The sisters created the awards out of the same plight as Tara Lee. They too were New York filmmakers with only enough dough for a promotional trailer. When they went looking for people to design theirs, they had trouble locating specialists. Once they did, they decided that the cult of trailer-makers deserved its own platform. They threw the first two ceremonies in New York, then moved the festivities to L.A. By this year they were able to attract figures like directors Neil Jordan and Rob Minkoff, actors Glenn Close and Benicio Del Toro, Miramax production exec Bob Osher, and film editor Karen Schmeer to join their panel of 14 judges. Corporate sponsors underwrite the show, and the sisters say they are in negotiations to bring it to television.
On Broadway Tuesday night, there was a 30-foot-long red carpet along the sidewalk. A few video crews shot footage of a few judges in front of a ceremonial golden trailer. ("Pablo!" they yelled as editing and animation director Pablo Ferro arrived.) Members of the downtown labor force, heading for their buses home, crossed paths with stylishly dressed creative directors of trailer companies who streamed into the Orpheum.
The host, Tom Green, who alternated between being funny and tasteless, presided over 18 trailer categories, ranging from best comedy (winner: "Elf," New Line Cinema) to best documentary (winner: "Spellbound," Kinetic) to trashiest (winner: "A Miami Tail," Hammer Creative Advertising) to the golden fleece, created to honor the best trailer made from a lousy movie (winner: "Northfork," KO creative). The big winner of the evening was Imaginary Forces/Giaronomo, which was honored in three categories (most original, summer '04 blockbuster and the overall best-of-show) for the trailer to "The Stepford Wives," which opens in June. "Lost in Translation" won for best trailer for an independent film.

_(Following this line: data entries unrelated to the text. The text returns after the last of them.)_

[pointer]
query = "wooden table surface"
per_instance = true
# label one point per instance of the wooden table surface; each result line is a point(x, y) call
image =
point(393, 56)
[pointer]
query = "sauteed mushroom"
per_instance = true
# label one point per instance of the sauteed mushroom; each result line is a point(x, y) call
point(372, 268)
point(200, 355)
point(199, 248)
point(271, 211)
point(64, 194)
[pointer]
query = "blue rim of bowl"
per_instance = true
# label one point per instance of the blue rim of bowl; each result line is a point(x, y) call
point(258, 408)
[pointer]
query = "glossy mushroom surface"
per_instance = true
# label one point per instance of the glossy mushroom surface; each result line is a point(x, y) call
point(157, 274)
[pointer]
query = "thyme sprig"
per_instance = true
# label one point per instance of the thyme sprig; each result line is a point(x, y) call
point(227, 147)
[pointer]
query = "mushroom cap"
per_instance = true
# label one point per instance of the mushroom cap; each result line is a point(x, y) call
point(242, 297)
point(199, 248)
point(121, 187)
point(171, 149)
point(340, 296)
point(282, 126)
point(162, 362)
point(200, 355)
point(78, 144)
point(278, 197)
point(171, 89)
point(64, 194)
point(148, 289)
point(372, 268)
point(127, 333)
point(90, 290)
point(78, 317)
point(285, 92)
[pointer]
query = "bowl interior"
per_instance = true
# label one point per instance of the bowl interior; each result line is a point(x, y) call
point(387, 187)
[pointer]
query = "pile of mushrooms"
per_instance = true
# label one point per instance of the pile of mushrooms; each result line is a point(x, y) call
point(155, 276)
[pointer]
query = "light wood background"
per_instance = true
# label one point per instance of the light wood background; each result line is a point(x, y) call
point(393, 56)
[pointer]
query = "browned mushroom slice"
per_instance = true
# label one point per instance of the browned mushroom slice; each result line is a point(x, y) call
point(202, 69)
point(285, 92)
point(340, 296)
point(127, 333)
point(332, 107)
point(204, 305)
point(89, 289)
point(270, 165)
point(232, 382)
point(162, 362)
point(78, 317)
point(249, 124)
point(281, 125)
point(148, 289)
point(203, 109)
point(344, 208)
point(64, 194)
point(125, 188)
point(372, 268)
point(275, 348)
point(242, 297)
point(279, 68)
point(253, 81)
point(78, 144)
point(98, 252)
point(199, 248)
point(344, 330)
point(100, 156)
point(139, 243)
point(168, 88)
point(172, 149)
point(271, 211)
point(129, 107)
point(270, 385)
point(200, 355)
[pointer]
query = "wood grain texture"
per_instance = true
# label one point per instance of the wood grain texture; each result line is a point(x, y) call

Trailers are limited to 2 1/2 minutes under a 1998 agreement between the producers' and theater owners' national associations. But with close to 100 nominees, only 15 to 20 seconds of each trailer were shown to the audience, creating a whirlwind pace that Monica Brady described as a "trailer-within-a-trailer" effect. The honorees, being writers and editors, not actors, did not know how to accept an award flamboyantly. The average thank-you lasted about six seconds and consisted mostly of "Thank you."
Then, late in the program, came the category that allowed Tara Lee and Burke Heffner to enter and got Lee's father, Richard Hergenhan, a Nantucket, Mass., painting contractor, to head here too:
"Best Trailer -- No Movie."
"A regular trailer has to be good enough to get someone to drop 10 bucks," said presenter Jeremy Sisto of "Six Feet Under." "In this category the trailer has to be good enough to get somebody to drop 10 million bucks." They ran a snippet of Lee's film, "Revolver," including a shot of her in another seductive dress, swaying as she walked toward the camera, that drew notable male applause. Sisto opened the envelope. The winner, among a field of three, was "Revolver."
Lee threw up her arms, leaped to her feet, threw her arms up again and headed for the stage to accept her statuette (crowned by a miniature trailer) with Burke. She was jumping, laughing, covering her mouth. "Oh my God!" she said into the mike, and then she told the audience about the night she and Burke were sitting on a fire escape in New York, both broke, both wanting to take a trip somewhere. Lee had never seen Las Vegas, craved it. The movie, she said, was born from that yearning.
She asked her dad (whose long white beard and sunglasses make him a dead ringer for a member of ZZ Top) to stand, and he turned from his seat to face the crowd and bow elaborately.
'"Yesterday," she proclaimed, "I finally got to Las Vegas." They applauded. "I'm in love with all of you!" she shouted, and they applauded. She handed the microphone to Blake.
"That about covers it," he said.
A half hour later, they headed back into the lobby, where strangers walked up to Lee and congratulated her. She was no longer desperate for attention.